AL-MUKALLA: Hundreds of Yemenis have been forced from their homes in the central province of Marib as the Houthis continued to attack government troops, according to the UN International Organization for Migration.
Fighting has raged between Yemeni forces and the Houthis over the last 10 days in the Harib district, south of Marib, and Merkhah Al-Ulya area, in the southern province of Shabwa, leaving scores of fighters dead or injured.
Between March 19 and 25, the IOM reported that 235 families (1,410 people) had been displaced in Marib, Hodeidah, and Taiz, while 2,030 families (12,180 people) had been relocated to different Yemeni provinces since January.
A UN-brokered truce that came into force in April last year resulted in a major decrease in hostilities in battlefields around the country, particularly in Marib, as well as a significant fall in internal displacements and civilian deaths.
But recent Houthi strikes against government troops in Harib, and for the first time in a year attacks on loyalists, in Merkhah Al-Ulya, have shattered hopes of a peace pact to end the conflict.

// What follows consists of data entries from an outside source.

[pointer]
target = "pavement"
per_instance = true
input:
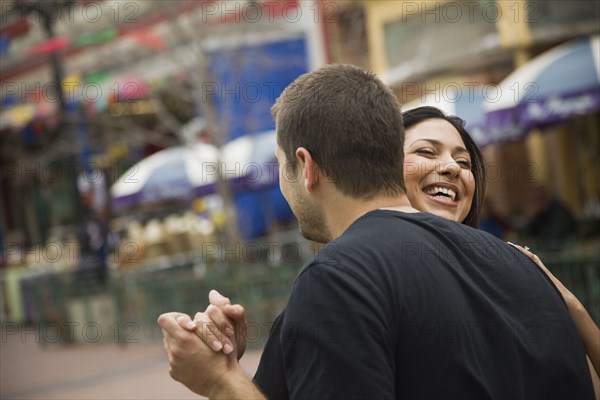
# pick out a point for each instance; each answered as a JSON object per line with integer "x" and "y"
{"x": 32, "y": 370}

The government’s Shabwa Defense Forces said on Tuesday that they had repulsed a Houthi assault in Merkhah Al-Ulya and shot down a militia drone.
Meanwhile, Yemeni government officials and the Houthis have said that they would begin exchanging hundreds of captives on April 11 in a three-day operation that would be carried out by the UN and the International Committee of the Red Cross.
Both sides agreed during the last round of prisoner-swap talks, that ended on March 20 in Switzerland, to exchange 887 detainees during the holy month of Ramadan.
Under the deal, the Yemeni government would hand over 706 Houthi prisoners for 181 government ones, including a former defense minister and four journalists condemned to death by the Houthis, and 19 coalition prisoners.
Majed Fadhail, deputy minister of human rights and a member of the government’s delegation, told Arab News that on the first day, an ICRC aircraft would transport Yemeni government prisoners, including Defense Minister Mahmoud Al-Subaihi and the former president’s brother Nasser Mansour Hadi, from the Houthi-held Sanaa airport to Aden, before returning to Sanaa with Houthi prisoners.
On the second day, a plane would take captives of the Arab coalition from Sanaa to Saudi Arabia.
And on the final day, an aircraft would transport further government captives, including the four journalists, to Marib city before returning to Sanaa with Houthi inmates.
Abdulkader Al-Murtada, head of the Houthis’ prisoner exchange committee, said this week that they and the Yemeni government delegation had agreed to create committees that would visit prisons in Sanaa and Marib and that a fresh round of prisoner-swap talks would begin in May.
Al-Murtada added that the process would last three days, and that the ICRC would charter prisoners from Sanaa airport to airports in Aden, Riyadh, and Marib.
Separately, Yemeni officials and rights groups said the Houthis had increased their assault on inhabitants of the old city of Ibb who had participated in a rare anti-militia rally.
Activists on social media shared images of at least seven individuals recently kidnapped by the Houthis for attending the burial of a famous internet activist in Ibb and said that the Houthis were continuing to deploy military personnel and search properties in and around Ibb.
On Thursday, the burial of Hamdi Abdel-Razzaq, popularly known as Al-Mukahal, an influencer kidnapped by the Houthis in October for denouncing corruption, turned into a protest against Yemeni militia in Ibb.